House Approves Licenses for Undocumented Immigrants

After a heated debate that extended through the night, members of the Connecticut House of Representatives have approved a proposal that would allow undocumented immigrants to obtain driver's licenses, register their vehicles and get insurance.

The debate on the bill to allow licenses regardless of citizenship or immigration status started around 10 p.m. and stretched for more than seven hours, ending with a 74-55 vote.

Supporters said the legislation would create millions of dollars in state revenue and make the roads safer.

“There is a stark contrast here,” Speaker of the House Brendan Sharkey said. “There are 54,000 untrained, unlicensed, and uninsured drivers on our roads. We believe we should deal with this reality now, while those opposed  simply want another study. ”

Opponents said more research should have been done on the bill.

State Rep. Themis Klarides called the process the bill came through the state Legislature "irresponsible" and "disappointing."
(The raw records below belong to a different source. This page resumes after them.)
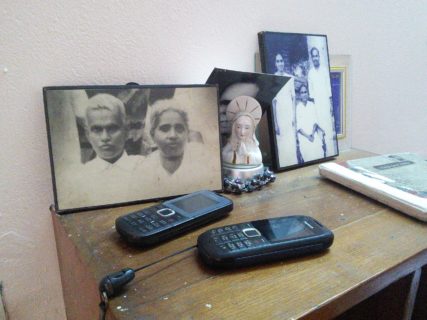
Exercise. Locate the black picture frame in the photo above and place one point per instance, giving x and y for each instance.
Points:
(303, 122)
(108, 145)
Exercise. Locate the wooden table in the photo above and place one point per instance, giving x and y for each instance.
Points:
(374, 269)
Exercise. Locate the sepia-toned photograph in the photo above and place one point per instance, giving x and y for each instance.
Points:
(304, 58)
(113, 145)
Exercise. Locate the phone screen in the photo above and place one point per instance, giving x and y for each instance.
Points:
(283, 228)
(192, 205)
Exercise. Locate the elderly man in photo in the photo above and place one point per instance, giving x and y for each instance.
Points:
(319, 87)
(106, 177)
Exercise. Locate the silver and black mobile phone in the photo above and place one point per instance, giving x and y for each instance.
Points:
(262, 241)
(158, 223)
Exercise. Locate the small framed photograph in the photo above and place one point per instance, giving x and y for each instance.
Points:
(339, 98)
(264, 88)
(303, 122)
(114, 145)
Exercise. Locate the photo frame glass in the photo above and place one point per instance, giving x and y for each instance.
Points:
(303, 120)
(112, 145)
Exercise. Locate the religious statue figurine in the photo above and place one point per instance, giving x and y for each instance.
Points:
(242, 159)
(244, 114)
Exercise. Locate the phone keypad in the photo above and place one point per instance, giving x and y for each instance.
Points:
(149, 220)
(232, 238)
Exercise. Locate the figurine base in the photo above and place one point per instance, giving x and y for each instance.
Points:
(242, 178)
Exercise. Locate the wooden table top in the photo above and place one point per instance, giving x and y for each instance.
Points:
(373, 246)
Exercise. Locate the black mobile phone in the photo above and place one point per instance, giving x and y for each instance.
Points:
(158, 223)
(261, 241)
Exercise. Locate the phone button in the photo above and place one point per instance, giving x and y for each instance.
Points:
(251, 232)
(166, 212)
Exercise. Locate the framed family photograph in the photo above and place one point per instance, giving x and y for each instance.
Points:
(304, 122)
(265, 89)
(113, 145)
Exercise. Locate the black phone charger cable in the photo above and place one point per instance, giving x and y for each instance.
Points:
(112, 284)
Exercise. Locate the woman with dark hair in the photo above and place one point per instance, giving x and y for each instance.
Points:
(169, 131)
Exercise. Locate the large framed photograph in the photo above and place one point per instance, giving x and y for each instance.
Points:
(266, 89)
(305, 123)
(113, 145)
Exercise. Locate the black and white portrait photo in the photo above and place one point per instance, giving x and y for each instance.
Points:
(264, 88)
(304, 123)
(122, 144)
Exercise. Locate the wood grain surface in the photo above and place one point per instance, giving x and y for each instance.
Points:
(374, 246)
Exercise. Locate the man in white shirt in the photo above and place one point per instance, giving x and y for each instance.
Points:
(319, 87)
(105, 179)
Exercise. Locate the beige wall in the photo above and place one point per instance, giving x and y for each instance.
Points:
(152, 42)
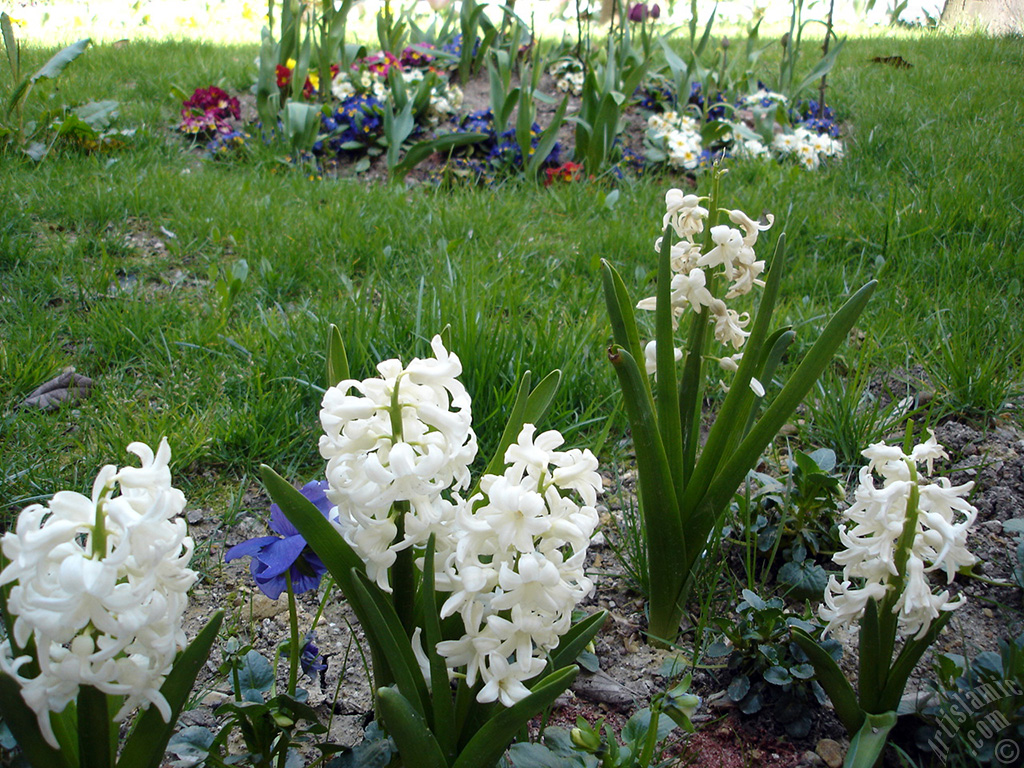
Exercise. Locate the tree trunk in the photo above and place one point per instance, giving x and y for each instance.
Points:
(995, 16)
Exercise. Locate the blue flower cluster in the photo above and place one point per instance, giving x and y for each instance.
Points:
(455, 47)
(355, 125)
(502, 150)
(806, 115)
(227, 144)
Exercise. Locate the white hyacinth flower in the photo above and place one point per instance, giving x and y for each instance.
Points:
(517, 570)
(879, 516)
(100, 586)
(406, 436)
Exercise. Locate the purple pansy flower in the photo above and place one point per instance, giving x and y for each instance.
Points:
(273, 556)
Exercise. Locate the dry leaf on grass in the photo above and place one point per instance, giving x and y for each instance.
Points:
(68, 387)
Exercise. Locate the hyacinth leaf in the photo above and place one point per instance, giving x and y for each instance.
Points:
(337, 357)
(873, 669)
(573, 642)
(56, 65)
(423, 150)
(11, 46)
(624, 324)
(869, 740)
(669, 421)
(489, 742)
(22, 722)
(657, 501)
(816, 358)
(775, 348)
(546, 142)
(147, 741)
(384, 629)
(529, 408)
(440, 691)
(830, 678)
(416, 743)
(911, 652)
(95, 749)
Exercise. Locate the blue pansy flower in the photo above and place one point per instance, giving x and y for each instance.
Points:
(275, 556)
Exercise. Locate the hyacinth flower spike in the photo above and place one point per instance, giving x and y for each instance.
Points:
(896, 535)
(411, 483)
(92, 594)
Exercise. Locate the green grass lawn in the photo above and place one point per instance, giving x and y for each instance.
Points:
(111, 262)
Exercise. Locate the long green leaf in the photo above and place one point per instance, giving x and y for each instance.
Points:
(147, 741)
(867, 743)
(833, 680)
(774, 350)
(542, 397)
(416, 743)
(337, 358)
(22, 722)
(516, 419)
(911, 652)
(624, 323)
(873, 669)
(815, 360)
(573, 642)
(11, 46)
(494, 738)
(657, 500)
(382, 625)
(56, 65)
(547, 140)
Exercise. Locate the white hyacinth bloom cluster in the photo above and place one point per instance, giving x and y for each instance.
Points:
(878, 518)
(732, 255)
(100, 585)
(568, 76)
(398, 451)
(809, 147)
(517, 570)
(681, 136)
(406, 436)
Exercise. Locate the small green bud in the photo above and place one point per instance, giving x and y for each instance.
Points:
(587, 740)
(283, 721)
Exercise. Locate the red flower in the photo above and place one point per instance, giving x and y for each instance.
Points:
(567, 172)
(284, 76)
“Without a study or any effort to thoroughly vet this concept, we can only speculate the impact this bill will have on homeland security, public safety, insurance policy holders and insurance companies. Perhaps even more troubling is that we have no plan to allocate the financial and staff resources needed for the DMV to manage the colossal influx of demand that will cripple their day-to-day operations,” she said in a statement.

“Connecticut would be the only state on the east coast to allow such a program, making the state a magnet for illegal immigrants who bring with them a host of increased costs to state government,” State Rep. David Scribner said in a statement.

Now the debate goes to the state Senate and is not expected to come up until next week, according to a Senate Democratic aide.

Mayor John DeStefano Jr., an outspoken advocate for immigration reform, took on the issue seven years ago by offering undocumented immigrants resident identification cards and released a statement in support of the legislation.

"Like the municipal ID, granting immigrants driver licenses regardless of immigration status is good policy.  Drivers’ licenses will reduce the number of uninsured motorists on the road and will establish training and testing standards to ensure driver safety.  Moreover, like the Elm City ID, drivers’ licenses can help connect immigrants with banking services to help reduce street crime, increase the reporting of crime and help to create a sense of community identity,” DeStefano said in a statement.

More than 10,000 cards have been issued since the program's inception and the ID cards have gone a long way in strengthening relationships between residents and the city’s police department, DeStefano said in March.